Researchers studying meteorites which have reached the Earth’s surface from Mars have surveyed the water content of the Martian rocks, and concluded that the surface of Mars likely has more water than was previously estimated.
On Mars, this water is largely not found on the surface, as it is on Earth, but is locked up in the rocks beneath the ground. Mars is the fourth planet from the Sun in the solar sytem, and orbits between the Earth and far distant Jupiter.
The study was performed by Francis McCubbin, of the University of New Mexico, and Erik Hauri of the Carnegie Institution. The researchers analyzed the water content of a particular kind of meteorite, called shergottite. These meteors are believed to have been blasted from the surface of Mars in the ancient past when the planet was struck by a large impact. The debris from that impact was ejected into space and eventually found its way to the surface of the Earth.
“It’s been puzzling why previous estimates for the planet’s interior have been so dry,” co-author Erik Hauri, of the Carnegie Institution of Washington, said in a statement. “This new research makes sense and suggests that volcanoes may have been the primary vehicle for getting water to the surface.”
The Martian meteorites are believed to have formed in the planet’s mantle, the layer of the planet just under the crust. By analyzing the chemical content of the rocks, geologists can deduce the processes that formed them, and gain knowledge about Mars’ geological past. From their analysis, the team concluded that the mantle from which the meteorites was derived contained between 70 and 300 parts per million of water. The upper mantle of Earth, in comparison, contains 50 to 300 ppm of water.
The new findings, Mr. Hauri added, suggest that volcanoes may have been the primary vehicle for getting water to the Martian surface.
Moreover, the researchers are also able to measure the water content of the rocks, revealing a sample of just how wet the planet’s interior might be.
Using a technique called secondary ion mass spectrometry, the researchers estimated that the mantle material from which the rocks were blasted contained between 70 and 300 parts per million of water, which is very close to the Earth’s own content of 50 to 300 million parts per million of water. This measurement shows that, despite its dry surface, Mars’ interior appears to have a similar water content to the Earth.
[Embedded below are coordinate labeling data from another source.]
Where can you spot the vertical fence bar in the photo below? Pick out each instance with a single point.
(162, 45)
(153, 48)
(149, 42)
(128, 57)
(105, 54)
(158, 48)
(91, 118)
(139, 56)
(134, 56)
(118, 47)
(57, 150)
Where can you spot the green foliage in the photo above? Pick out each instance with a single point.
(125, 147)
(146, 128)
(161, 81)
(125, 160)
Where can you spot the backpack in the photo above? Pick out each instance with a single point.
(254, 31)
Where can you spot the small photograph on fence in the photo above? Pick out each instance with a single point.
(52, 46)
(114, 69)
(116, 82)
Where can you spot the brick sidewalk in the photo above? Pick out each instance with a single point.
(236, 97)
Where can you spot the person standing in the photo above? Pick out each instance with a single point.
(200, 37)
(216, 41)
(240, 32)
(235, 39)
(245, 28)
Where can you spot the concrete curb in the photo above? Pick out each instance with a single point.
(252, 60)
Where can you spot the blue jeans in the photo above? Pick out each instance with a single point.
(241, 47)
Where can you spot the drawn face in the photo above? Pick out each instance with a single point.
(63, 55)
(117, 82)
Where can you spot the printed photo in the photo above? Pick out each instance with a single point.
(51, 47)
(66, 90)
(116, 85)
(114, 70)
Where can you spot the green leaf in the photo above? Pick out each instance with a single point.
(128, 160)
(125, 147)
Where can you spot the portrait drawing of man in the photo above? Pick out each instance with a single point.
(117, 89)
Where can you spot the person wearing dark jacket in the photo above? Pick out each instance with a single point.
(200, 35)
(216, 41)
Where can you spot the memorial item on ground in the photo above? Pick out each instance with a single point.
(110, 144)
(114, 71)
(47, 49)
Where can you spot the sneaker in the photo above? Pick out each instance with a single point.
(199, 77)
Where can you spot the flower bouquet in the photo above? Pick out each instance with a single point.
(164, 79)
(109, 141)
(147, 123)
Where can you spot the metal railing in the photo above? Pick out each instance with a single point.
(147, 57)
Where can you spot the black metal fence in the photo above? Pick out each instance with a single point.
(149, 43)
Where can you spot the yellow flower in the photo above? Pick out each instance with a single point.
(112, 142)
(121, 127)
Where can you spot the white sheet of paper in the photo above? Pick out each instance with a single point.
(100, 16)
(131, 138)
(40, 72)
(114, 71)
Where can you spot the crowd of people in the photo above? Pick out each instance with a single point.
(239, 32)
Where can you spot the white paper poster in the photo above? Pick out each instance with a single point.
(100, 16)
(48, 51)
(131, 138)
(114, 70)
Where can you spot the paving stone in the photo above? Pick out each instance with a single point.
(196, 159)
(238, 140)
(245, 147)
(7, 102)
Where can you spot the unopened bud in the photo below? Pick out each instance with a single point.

Despite this watery interior, Mars has lost most of its surface water over time due to the planet’s thin atmosphere. Frozen water can be found on the planet’s surface, however, in its polar ice caps and in permafrost layers just below the surface.
Mr. McCubbin claims that these results reveal a picture of the formation of planets, “Not only does this study explain how Mars got its water, it provides a mechanism for hydrogen storage in all the terrestrial planets at the time of their formation.”
The study comes just two months before NASA is slated to land on the Red Planet. The U.S. space agency earlier this year launched its most ambitious mission to Mars, launching a massive rover capable of searching for signs of life. Curiosity is scheduled to land at approximately 10:31 p.m. PDT Aug. 5 (1:31 a.m. EDT, Aug. 6). Following checkout operations, Curiosity will begin a two-year study of whether the landing vicinity ever offered an environment favorable for microbial life.
The work was funded by NASA, the New Mexico Space Grant Consortium, and the Carnegie Institution.